Gaseous mercury capture using supported CuSx on layered double hydroxides from SO2-rich flue gas

Gaseous elemental mercury (Hg-0) co-existed with high concentration of SO2 is a typical flue gas. Most traditional Hg-0 sorbents are restricted to practical application owing to low reaction rate, small mercury capacity, and especially, poor resistance to SO2. The CuSx/layered double hydroxides (LDH) composite was prepared via the anion-exchange between poly-sulfur ions S-x(2-) and LDH. Metallic Cu2+ modification guarantee the exposure of more sulfur active sites due to the regulatory effect of metal ions.
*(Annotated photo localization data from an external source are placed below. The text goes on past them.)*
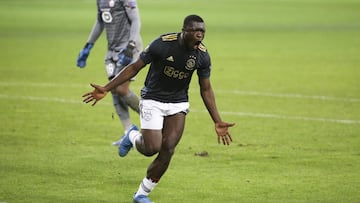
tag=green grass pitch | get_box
[1,0,360,202]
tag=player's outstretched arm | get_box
[82,59,146,106]
[199,77,235,145]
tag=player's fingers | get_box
[223,134,232,145]
[82,92,92,97]
[83,96,93,103]
[228,133,233,142]
[226,136,231,145]
[92,100,98,106]
[222,136,227,145]
[83,97,89,103]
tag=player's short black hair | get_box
[183,14,204,28]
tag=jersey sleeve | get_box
[124,0,141,43]
[197,51,211,79]
[139,37,162,65]
[87,20,104,44]
[96,1,102,22]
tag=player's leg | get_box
[114,81,140,114]
[105,59,140,145]
[111,92,133,131]
[133,112,186,199]
[134,129,162,156]
[117,99,164,157]
[147,112,186,179]
[104,60,133,131]
[111,89,141,148]
[112,49,140,115]
[127,99,165,156]
[117,47,142,114]
[134,101,188,163]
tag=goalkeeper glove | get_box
[118,41,136,66]
[77,43,94,68]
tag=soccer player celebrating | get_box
[76,0,142,140]
[83,14,235,203]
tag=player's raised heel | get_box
[133,194,153,203]
[118,125,138,157]
[112,124,138,146]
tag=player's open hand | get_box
[82,83,108,106]
[215,122,235,145]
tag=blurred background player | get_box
[76,0,143,139]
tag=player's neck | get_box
[179,32,193,51]
[179,32,185,48]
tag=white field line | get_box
[218,111,360,125]
[0,82,89,88]
[191,109,360,125]
[1,94,359,125]
[1,81,359,103]
[214,90,360,103]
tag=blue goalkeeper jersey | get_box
[139,33,211,103]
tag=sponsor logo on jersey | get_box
[164,66,190,80]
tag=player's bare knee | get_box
[114,85,128,96]
[143,145,161,156]
[143,150,158,157]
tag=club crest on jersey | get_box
[185,55,196,70]
[101,10,113,23]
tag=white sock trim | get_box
[135,177,157,197]
[129,130,141,150]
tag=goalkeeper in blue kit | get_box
[77,0,142,138]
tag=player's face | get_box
[182,21,205,50]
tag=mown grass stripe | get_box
[1,94,359,125]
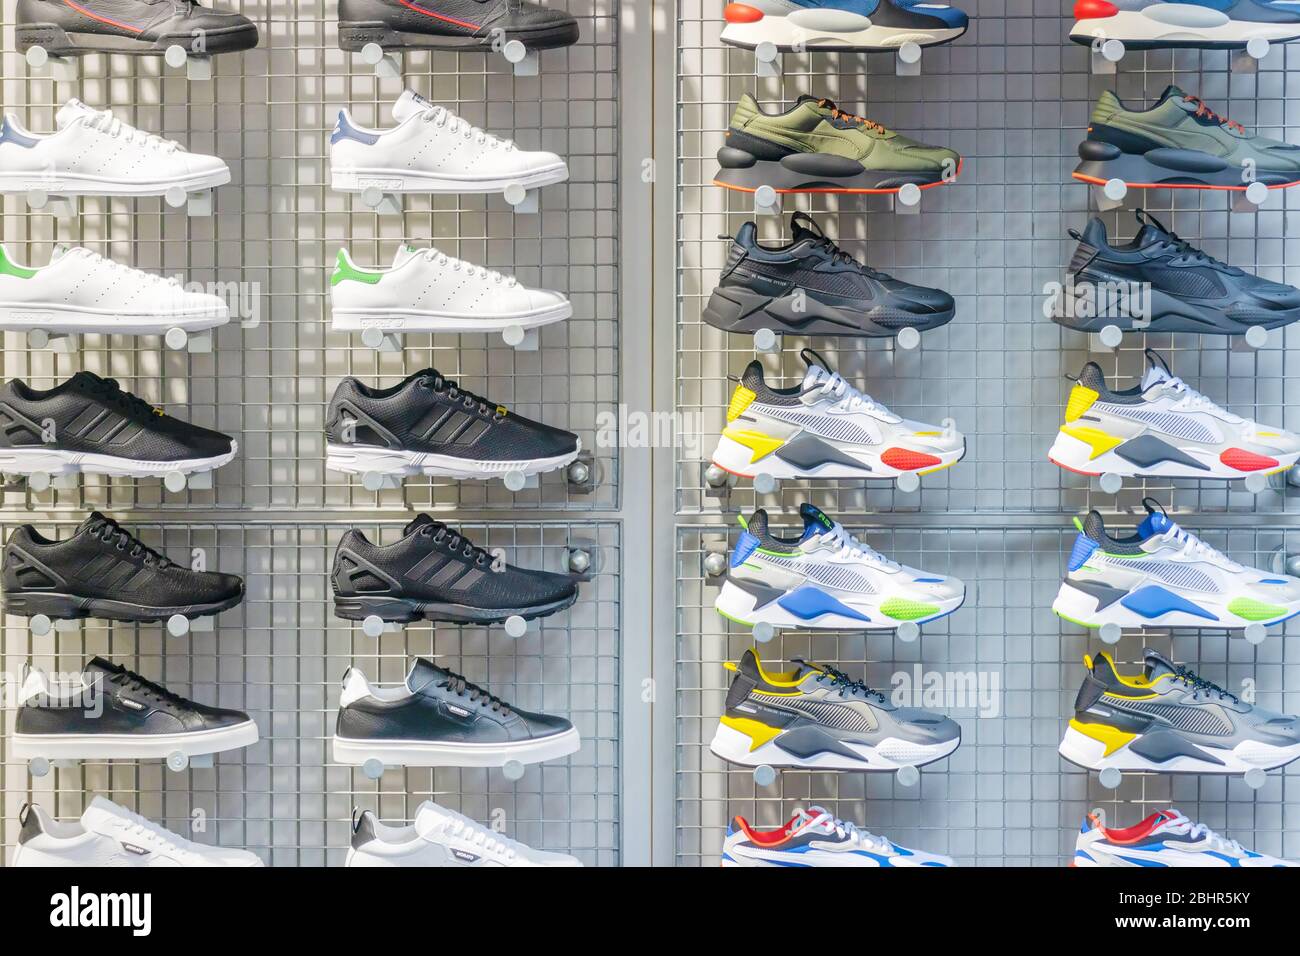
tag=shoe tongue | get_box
[77,510,109,533]
[403,513,437,536]
[800,363,829,392]
[796,93,826,109]
[392,244,423,269]
[1143,648,1178,682]
[48,243,75,263]
[82,796,126,831]
[406,657,447,693]
[788,657,827,681]
[792,805,833,832]
[798,502,836,540]
[392,89,437,123]
[1141,362,1171,391]
[1158,84,1188,104]
[56,98,97,129]
[83,656,121,681]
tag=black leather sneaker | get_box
[333,657,580,767]
[337,0,579,52]
[16,0,260,56]
[2,512,244,623]
[12,656,258,761]
[332,513,578,624]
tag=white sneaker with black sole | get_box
[347,802,582,867]
[333,658,581,768]
[329,89,568,194]
[0,99,230,197]
[0,244,230,334]
[13,797,263,867]
[330,245,570,334]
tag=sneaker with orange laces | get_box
[1074,85,1300,191]
[713,93,961,194]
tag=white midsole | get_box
[10,720,259,760]
[714,578,962,631]
[331,163,568,194]
[1070,11,1300,45]
[710,432,963,480]
[1052,580,1298,629]
[332,727,580,768]
[330,301,571,334]
[1058,725,1300,774]
[326,442,580,479]
[0,167,231,196]
[1048,431,1299,480]
[0,444,236,478]
[0,303,229,334]
[709,721,959,771]
[721,15,963,49]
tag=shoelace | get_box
[84,109,179,152]
[420,248,514,286]
[438,669,512,716]
[1134,211,1227,268]
[1184,95,1244,134]
[804,366,892,418]
[441,815,519,861]
[817,98,887,135]
[86,515,173,567]
[1160,812,1246,855]
[1154,522,1239,571]
[1147,371,1237,418]
[418,520,495,567]
[422,105,515,151]
[813,665,888,704]
[108,806,198,860]
[1170,664,1239,703]
[103,665,191,709]
[84,375,165,421]
[798,807,888,851]
[817,521,901,570]
[416,371,504,420]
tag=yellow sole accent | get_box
[1060,424,1123,460]
[917,458,958,476]
[912,430,943,437]
[1068,718,1136,757]
[719,714,783,751]
[726,385,757,423]
[1065,384,1099,423]
[721,426,785,463]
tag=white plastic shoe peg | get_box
[171,188,213,216]
[1098,766,1123,789]
[1243,767,1267,790]
[1098,472,1123,494]
[896,326,921,351]
[896,472,920,494]
[752,764,777,786]
[166,327,212,353]
[895,764,920,787]
[503,615,529,638]
[1089,324,1123,353]
[503,182,538,213]
[1242,472,1268,494]
[752,621,775,644]
[1099,622,1122,645]
[27,471,78,493]
[752,327,779,353]
[703,464,730,489]
[25,46,80,81]
[1093,178,1128,212]
[163,470,189,493]
[754,41,781,77]
[359,327,403,352]
[502,324,539,350]
[361,471,402,491]
[361,615,387,638]
[893,182,921,214]
[1090,38,1124,73]
[896,620,920,643]
[359,187,403,215]
[25,189,75,218]
[502,759,526,781]
[163,45,212,81]
[29,613,53,637]
[895,41,922,76]
[362,758,385,780]
[753,184,781,217]
[27,329,79,352]
[1243,325,1269,350]
[359,42,402,78]
[1232,37,1269,72]
[753,472,777,495]
[1232,181,1269,212]
[1243,622,1266,646]
[28,757,51,777]
[166,614,192,637]
[501,40,538,76]
[166,751,190,772]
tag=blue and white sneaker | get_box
[721,0,968,53]
[1070,0,1300,51]
[1075,809,1296,867]
[723,806,955,867]
[1053,497,1300,631]
[715,503,965,631]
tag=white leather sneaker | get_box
[13,797,263,867]
[331,245,570,333]
[0,243,230,334]
[329,89,568,194]
[0,99,230,197]
[346,801,582,867]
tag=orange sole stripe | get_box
[1072,172,1300,192]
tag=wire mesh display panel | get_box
[675,522,1300,867]
[0,518,621,866]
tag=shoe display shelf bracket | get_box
[22,326,212,353]
[4,467,213,495]
[748,322,919,357]
[27,751,214,777]
[23,186,214,217]
[1095,765,1269,791]
[1090,322,1268,352]
[749,761,922,787]
[750,39,923,78]
[1086,35,1269,73]
[356,39,539,78]
[357,755,529,781]
[1093,618,1267,647]
[356,181,541,216]
[356,324,539,353]
[702,462,922,496]
[25,43,214,80]
[1089,177,1268,215]
[1091,470,1270,495]
[751,182,923,218]
[26,611,213,639]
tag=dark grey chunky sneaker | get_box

CuSx/LDH exhibited excellent Hg-0 removal performance at low temperature (75 degrees C) with SO2 concentration of 500-2000 ppm. The porous structure and large surface area were beneficial for gas transfer through its interior structure and surface. Surface S-x(2-) was the primary sites for Hg-0 oxidation and immobilization (Hg-0 + S-x(2-) -> HgS + Sx-12-). Moreover, Cu2+ also acted as the electron acceptor to oxidize Hg-0 to Hg2+ which further combined with S2- to form HgS on the surface of the sorbent (Hg-0 + 2Cu(2+) -> Hg2+ +2Cu(+), Hg2++S2- -> HgS). Such a composite was a promising material for practical applications to various flue gas conditions, especially for SO2-rich flue gas.